256-bit arithmetic in Clang (extended integers)

I'm in the design phase of a project that needs to do a lot of simple 256-bit integer arithmetic (add, sub, mul, div only) and need something that is reasonably well optimised for these four operations.

I'm already familiar with GMP, NTL and most of the other heavyweight bignum implementations. However, the overhead of these implementations is pushing me towards doing my own low-level implementation - which I really don't want to do; this stuff is notoriously hard to get right.

In my research I noticed the new extended integer types in Clang - I am a gcc user - and I was wondering if anyone has any experience of the extended integers in real-life, in-anger implementations? Are they optimised for the "obvious" bit sizes (256, 512, etc)?

I'm working in C on x-64 under linux (currently Ubuntu, though open to other distributions if necessary). I mostly use gcc for production work.

Edited to add: @phuclv identified a previous answer C++ 128/256-bit fixed size integer types. (Thanks @phuclv.) This q/a focuses on c++ support; I was hoping to identify whether anyone had any specific experience with the new Clang types.

Solution

Update as of August 2025 (thanks Marc Glisse):

C23 has adopted _BitInt in place of the earlier nonstandard _ExtInt, with similar syntax. Compiler support has improved, but is highly target-dependent.

Try on godbolt.

On x86-64, Clang 16 and higher supports _BitInt, including division, for apparently unlimited sizes (up to BITINT_MAXWIDTH = 8388608 = 0x800000 for that ISA). However, code size and compilation time increase with the size, as the algorithms are apparently inlined and unrolled. (A 65536-bit division took about 24 seconds to compile at -O3 on my laptop, and produced about 600KB of code. -Os did not reduce the code size significantly. -Oz takes a very long time to compile and actually makes the code much larger, which I reported as #156251). Even simple bitwise ops don't loop even for huge sizes.

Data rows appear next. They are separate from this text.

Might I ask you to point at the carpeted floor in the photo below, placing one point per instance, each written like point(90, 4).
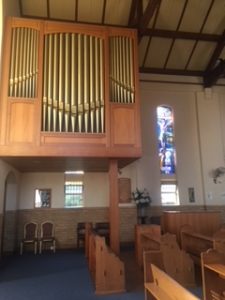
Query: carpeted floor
point(63, 275)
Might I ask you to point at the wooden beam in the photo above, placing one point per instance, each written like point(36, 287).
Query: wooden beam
point(181, 35)
point(148, 13)
point(114, 206)
point(217, 52)
point(171, 71)
point(211, 76)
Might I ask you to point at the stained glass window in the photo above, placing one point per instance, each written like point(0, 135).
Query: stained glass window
point(165, 134)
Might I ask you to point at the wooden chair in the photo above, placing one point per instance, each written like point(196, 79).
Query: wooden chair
point(80, 233)
point(29, 236)
point(47, 238)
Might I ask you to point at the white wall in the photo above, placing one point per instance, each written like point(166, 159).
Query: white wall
point(197, 113)
point(95, 189)
point(12, 190)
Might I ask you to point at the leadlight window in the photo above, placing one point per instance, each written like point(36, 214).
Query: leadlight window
point(73, 190)
point(169, 193)
point(167, 155)
point(165, 134)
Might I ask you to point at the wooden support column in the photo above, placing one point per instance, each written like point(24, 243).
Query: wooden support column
point(114, 206)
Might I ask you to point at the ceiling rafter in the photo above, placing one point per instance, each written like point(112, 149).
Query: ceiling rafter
point(185, 35)
point(147, 15)
point(217, 52)
point(216, 66)
point(171, 71)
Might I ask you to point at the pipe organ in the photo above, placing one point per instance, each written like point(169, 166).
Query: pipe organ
point(23, 63)
point(69, 84)
point(73, 85)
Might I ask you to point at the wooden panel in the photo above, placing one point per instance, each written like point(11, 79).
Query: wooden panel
point(123, 125)
point(124, 190)
point(22, 122)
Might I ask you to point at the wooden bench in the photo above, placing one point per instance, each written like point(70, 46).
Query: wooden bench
point(164, 287)
point(106, 269)
point(213, 274)
point(171, 259)
point(146, 237)
point(195, 243)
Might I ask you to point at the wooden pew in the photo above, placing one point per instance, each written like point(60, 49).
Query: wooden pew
point(106, 269)
point(146, 237)
point(195, 243)
point(170, 258)
point(213, 274)
point(164, 287)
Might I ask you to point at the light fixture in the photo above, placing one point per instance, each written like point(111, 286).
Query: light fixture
point(218, 172)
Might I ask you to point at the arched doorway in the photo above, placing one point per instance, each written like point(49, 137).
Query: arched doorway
point(8, 241)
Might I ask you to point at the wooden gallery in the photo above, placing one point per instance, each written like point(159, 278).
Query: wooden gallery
point(112, 136)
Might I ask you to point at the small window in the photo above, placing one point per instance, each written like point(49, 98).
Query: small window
point(169, 194)
point(166, 143)
point(73, 189)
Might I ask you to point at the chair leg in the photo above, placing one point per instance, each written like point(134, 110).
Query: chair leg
point(35, 248)
point(40, 247)
point(21, 248)
point(54, 246)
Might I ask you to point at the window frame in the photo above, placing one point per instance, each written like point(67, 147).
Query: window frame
point(74, 184)
point(174, 193)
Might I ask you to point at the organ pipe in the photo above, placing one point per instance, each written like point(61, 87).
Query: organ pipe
point(73, 77)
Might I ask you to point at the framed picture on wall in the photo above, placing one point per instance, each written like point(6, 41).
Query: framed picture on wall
point(42, 198)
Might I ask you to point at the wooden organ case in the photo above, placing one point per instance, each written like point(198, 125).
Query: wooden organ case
point(69, 90)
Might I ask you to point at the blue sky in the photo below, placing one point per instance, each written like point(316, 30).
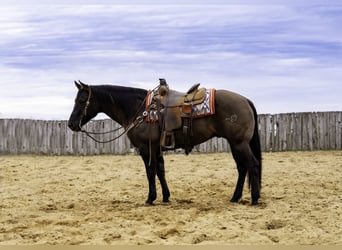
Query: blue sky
point(285, 57)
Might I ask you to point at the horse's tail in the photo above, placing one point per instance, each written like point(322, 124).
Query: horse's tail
point(255, 143)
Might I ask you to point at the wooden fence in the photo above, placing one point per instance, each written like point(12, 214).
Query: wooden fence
point(280, 132)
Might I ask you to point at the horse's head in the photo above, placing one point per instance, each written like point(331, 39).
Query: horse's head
point(85, 107)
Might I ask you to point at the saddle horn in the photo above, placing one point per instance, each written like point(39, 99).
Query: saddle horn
point(80, 85)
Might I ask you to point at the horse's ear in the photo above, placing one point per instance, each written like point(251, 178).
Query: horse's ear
point(83, 85)
point(79, 86)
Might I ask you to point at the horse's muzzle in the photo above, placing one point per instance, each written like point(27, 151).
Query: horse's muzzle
point(74, 127)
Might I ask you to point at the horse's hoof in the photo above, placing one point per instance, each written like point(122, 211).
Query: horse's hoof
point(255, 203)
point(149, 203)
point(235, 200)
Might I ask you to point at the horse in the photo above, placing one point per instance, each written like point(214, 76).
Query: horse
point(235, 119)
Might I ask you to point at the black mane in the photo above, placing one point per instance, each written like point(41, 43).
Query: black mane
point(129, 99)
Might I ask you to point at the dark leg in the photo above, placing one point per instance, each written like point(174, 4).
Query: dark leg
point(151, 176)
point(241, 179)
point(161, 177)
point(246, 161)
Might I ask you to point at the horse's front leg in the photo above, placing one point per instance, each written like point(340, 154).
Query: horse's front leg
point(161, 177)
point(151, 170)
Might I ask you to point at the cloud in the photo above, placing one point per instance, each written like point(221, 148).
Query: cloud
point(284, 57)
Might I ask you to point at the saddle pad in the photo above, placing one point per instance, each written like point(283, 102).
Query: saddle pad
point(206, 108)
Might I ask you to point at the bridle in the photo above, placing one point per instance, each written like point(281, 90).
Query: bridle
point(138, 120)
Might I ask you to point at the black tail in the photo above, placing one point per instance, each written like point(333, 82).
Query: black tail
point(255, 142)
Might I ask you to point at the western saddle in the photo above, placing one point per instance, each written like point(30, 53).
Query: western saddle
point(176, 112)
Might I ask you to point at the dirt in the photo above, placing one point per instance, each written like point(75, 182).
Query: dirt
point(100, 200)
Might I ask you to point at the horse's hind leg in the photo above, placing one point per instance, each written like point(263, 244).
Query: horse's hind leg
point(161, 177)
point(246, 162)
point(242, 171)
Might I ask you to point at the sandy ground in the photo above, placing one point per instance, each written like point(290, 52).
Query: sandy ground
point(100, 200)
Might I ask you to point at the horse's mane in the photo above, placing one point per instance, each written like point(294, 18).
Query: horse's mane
point(128, 98)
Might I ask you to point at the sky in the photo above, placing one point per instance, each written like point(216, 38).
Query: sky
point(283, 55)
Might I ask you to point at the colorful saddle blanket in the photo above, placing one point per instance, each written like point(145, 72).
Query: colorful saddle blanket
point(205, 108)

On the other hand, for Clang on ARM64, _BitInt remains limited to 128 bits.

GCC 14 and higher supports _BitInt with sizes up to 65535 on x86-64 and ARM64 at least, including division which calls a runtime library function. However, some other targets, e.g. RISC-V, do not support _BitInt at all, regardless of size.

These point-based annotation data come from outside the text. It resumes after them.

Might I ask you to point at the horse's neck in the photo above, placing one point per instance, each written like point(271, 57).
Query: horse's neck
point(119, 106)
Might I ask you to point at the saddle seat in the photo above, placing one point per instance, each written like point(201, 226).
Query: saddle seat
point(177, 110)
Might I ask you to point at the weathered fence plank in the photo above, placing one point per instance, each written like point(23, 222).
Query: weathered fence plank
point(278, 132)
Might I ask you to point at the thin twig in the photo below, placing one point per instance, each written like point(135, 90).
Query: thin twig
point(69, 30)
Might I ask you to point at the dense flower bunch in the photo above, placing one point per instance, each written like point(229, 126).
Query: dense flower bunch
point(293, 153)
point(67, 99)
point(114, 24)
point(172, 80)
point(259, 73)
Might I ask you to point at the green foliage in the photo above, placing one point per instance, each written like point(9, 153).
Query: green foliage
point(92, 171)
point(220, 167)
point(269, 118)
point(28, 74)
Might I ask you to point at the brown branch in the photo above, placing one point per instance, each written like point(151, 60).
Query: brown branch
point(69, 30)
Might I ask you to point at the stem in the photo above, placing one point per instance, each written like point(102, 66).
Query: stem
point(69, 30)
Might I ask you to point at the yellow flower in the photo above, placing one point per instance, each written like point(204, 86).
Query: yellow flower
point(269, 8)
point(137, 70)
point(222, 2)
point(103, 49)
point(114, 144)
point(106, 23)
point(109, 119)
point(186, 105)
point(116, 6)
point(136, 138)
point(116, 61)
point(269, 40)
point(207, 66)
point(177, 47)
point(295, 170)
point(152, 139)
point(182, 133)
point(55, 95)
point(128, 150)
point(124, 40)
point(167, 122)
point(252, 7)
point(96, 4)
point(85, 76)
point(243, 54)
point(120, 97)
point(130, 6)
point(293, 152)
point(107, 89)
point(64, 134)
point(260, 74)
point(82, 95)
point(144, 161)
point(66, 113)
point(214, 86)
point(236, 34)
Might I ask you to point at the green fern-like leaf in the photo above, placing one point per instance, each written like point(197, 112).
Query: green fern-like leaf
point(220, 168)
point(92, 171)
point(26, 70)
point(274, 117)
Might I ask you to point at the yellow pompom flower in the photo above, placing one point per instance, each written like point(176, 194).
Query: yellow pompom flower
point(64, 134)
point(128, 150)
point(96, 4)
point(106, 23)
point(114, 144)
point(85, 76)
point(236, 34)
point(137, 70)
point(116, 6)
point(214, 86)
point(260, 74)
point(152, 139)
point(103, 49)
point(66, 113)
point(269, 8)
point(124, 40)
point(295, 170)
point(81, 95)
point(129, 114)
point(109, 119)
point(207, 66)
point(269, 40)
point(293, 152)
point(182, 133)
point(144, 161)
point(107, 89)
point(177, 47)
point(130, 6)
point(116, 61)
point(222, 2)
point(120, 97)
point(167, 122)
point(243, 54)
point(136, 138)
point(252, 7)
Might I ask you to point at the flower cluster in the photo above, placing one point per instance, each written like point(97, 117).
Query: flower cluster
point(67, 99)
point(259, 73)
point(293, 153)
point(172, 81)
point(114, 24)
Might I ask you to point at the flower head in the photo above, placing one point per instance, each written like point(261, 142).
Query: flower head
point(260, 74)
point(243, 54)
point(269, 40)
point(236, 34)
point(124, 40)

It's worth noting that on every compiler/target I tried, when _BitInt(N) was supported at all, the support included division.

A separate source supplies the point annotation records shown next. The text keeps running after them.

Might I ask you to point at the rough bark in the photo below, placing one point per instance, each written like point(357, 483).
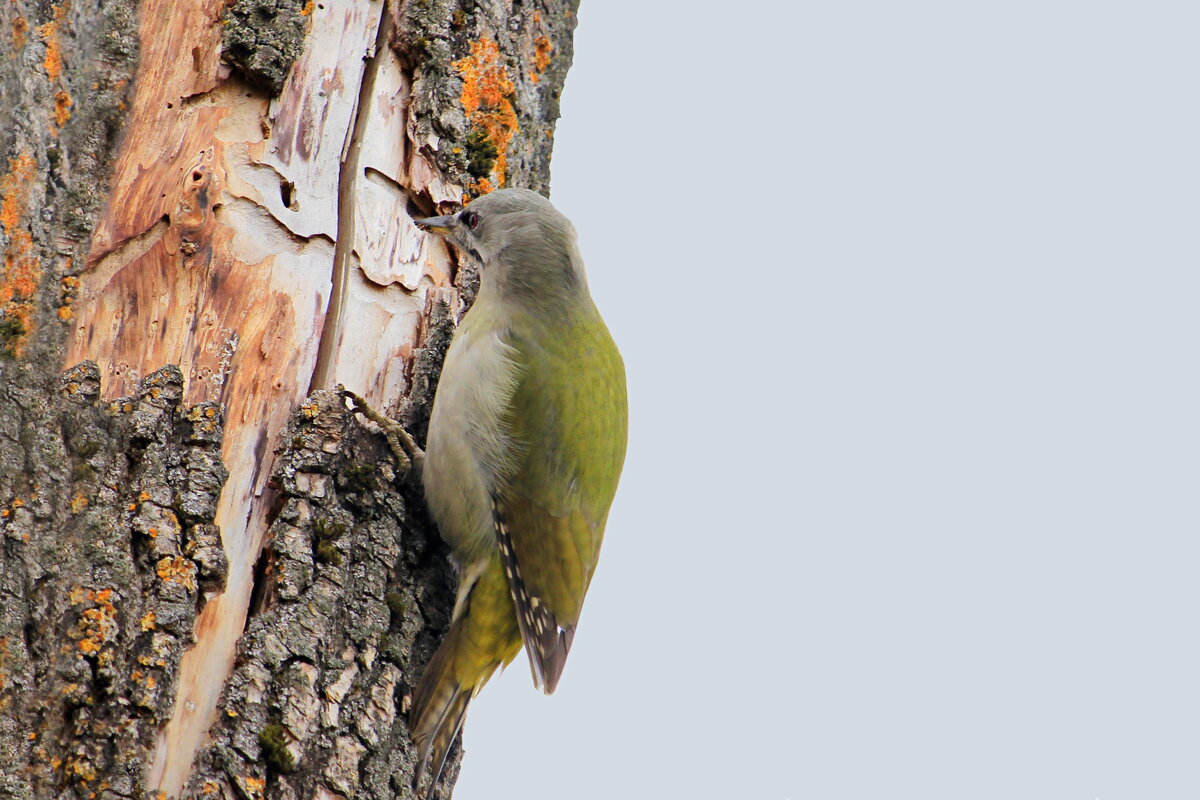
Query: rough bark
point(213, 581)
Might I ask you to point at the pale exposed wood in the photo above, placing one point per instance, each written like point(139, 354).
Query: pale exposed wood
point(235, 287)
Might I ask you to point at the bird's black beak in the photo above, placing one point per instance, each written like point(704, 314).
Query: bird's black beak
point(437, 224)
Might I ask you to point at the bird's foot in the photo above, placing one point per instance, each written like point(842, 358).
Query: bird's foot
point(402, 444)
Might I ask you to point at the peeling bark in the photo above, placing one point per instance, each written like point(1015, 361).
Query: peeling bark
point(213, 581)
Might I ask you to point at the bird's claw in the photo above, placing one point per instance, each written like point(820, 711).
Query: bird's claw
point(402, 444)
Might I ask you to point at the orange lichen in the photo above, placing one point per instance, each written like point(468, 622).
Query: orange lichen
point(53, 60)
point(22, 268)
point(15, 191)
point(97, 625)
point(486, 97)
point(63, 104)
point(543, 49)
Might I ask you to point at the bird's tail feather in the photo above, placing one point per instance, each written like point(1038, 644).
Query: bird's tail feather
point(483, 637)
point(439, 707)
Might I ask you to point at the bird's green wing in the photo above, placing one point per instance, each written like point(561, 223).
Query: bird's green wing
point(568, 422)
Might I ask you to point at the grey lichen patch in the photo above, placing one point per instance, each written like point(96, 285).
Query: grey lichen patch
point(264, 37)
point(360, 590)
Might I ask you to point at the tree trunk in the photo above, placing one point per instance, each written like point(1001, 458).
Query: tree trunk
point(214, 583)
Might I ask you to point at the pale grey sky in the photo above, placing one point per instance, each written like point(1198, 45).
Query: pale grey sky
point(909, 296)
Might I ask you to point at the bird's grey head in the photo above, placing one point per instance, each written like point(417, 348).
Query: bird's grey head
point(521, 242)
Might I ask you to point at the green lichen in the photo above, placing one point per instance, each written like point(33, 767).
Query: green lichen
point(328, 553)
point(11, 331)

Original answer from 2020:

It looks like division with these types is not currently supported beyond 128 bits.

As of 2 August 2020, using clang trunk on godbolt, compiling the following code for x86-64

typedef unsigned _ExtInt(256) uint256;

uint256 div(uint256 a, uint256 b) {
    return a/b;
}

fails with the error message

fatal error: error in backend: Unsupported library call operation!

Try it

The same thing happens with _ExtInt(129) and everything larger that I tried. _ExtInt(128) and smaller seem to work, though they call the internal library function __udivti3 instead of inlining.

It has been reported as LLVM bug 45649. There is some discussion on that page, but the upshot seems to be that they do not really want to write a full arbitrary-precision divide instruction.

Addition, subtraction and multiplication do work with _ExtInt(256) on this version.